Every saxophonist knows that the smallest differences can greatly affect the way the sax produces its music and tones, and the material of the mouthpiece definitely plays a role.
When it comes to mouthpieces, you can find metal ones or hard rubber ones, which can sometimes be referred to as ebonite mouthpieces.
Table of Contents
Metal vs. Hard Rubber Mouthpiece: Short Answer
Metal mouthpieces are made of various types of metal, including stainless steel, bronze, gold plate, or silver plate, and this is why they have more projection and power to their sound. On the other hand, ebonite ones usually give a fuller and darker sound.
But to really be able to make the decision, it’s important to realize that the sound of either a metal or hard rubber mouthpiece can vary depending on the type of saxophone you’re playing. So, what’s the best way to approach the choice?
The materials of the mouthpiece -or any part, for that matter- can affect the vibrations, and thus, the sound of the music or its overtones.
And if we’ll talk about vibrations, then metal mouthpieces tend to give more of those, which results in a brighter sound and higher baffles. On the other hand, ebonite or hard rubber mouthpieces typically have a deeper, lower sound to them.
But when it comes to comfort, hard rubber mouthpieces are definitely a lot easier to play for longer periods of time.

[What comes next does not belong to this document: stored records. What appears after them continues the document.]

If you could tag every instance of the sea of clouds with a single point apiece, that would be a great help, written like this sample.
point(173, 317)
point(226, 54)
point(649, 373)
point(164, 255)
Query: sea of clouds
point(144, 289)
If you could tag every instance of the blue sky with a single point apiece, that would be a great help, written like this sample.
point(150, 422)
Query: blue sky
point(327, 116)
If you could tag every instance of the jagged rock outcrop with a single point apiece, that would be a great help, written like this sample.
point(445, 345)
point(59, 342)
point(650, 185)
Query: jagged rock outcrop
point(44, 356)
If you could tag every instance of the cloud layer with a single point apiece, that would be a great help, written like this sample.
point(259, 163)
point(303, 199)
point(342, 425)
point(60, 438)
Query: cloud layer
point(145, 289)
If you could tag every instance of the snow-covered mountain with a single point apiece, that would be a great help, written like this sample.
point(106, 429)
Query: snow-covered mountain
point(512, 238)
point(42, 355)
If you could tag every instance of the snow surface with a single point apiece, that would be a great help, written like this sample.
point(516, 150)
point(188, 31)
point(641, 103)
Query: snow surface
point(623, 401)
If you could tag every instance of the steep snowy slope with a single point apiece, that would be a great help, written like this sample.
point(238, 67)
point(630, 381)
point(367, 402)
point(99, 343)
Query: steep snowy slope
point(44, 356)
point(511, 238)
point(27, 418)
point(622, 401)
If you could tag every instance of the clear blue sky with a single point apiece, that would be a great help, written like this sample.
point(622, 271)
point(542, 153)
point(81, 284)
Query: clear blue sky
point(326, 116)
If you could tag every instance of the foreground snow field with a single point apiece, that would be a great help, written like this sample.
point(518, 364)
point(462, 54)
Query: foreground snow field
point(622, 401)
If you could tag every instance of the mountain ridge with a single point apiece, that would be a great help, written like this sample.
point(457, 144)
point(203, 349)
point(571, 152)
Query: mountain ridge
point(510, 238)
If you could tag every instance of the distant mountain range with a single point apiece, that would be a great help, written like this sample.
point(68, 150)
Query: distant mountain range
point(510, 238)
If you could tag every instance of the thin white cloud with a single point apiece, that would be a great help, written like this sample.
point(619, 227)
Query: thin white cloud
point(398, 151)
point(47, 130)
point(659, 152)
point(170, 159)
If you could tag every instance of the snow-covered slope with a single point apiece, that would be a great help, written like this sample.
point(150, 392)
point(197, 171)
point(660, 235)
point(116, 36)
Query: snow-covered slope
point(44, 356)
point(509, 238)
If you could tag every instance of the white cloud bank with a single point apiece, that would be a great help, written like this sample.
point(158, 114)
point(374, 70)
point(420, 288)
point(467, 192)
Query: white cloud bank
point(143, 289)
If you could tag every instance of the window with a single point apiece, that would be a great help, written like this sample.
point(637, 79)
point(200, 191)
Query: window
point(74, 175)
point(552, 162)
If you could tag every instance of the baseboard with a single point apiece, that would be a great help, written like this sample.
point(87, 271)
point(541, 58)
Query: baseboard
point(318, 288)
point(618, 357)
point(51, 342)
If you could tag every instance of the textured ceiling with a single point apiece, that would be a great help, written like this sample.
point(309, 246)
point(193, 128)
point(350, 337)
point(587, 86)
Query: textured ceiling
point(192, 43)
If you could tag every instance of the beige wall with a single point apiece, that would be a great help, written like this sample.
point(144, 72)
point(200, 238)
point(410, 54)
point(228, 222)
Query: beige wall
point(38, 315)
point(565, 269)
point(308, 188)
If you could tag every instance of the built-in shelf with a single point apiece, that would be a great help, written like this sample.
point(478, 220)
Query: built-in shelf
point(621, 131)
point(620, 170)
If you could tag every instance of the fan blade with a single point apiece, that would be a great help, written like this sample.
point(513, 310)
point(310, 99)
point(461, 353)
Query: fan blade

That’s not to say metal ones aren’t good, they still have a low beak feel, which could suit your style or preferences more.
And in terms of durability, metal mouthpieces outplay hard rubber ones.
Perhaps, it’s also important to look into the size of the mouthpiece, as it’s usually the larger external dimensions of a hard rubber mouthpiece that direct saxophonists toward playing with an open throat, which could contribute to the deeper lows.
In brief, some saxophonists believe the material of the mouthpiece makes a difference, while some think otherwise.
For what it’s worth, the difference everyone seems to agree upon is that metal mouthpieces produce brighter sounds and vibrations, while hard rubber ones are great for deeper lows and more mellow tunes.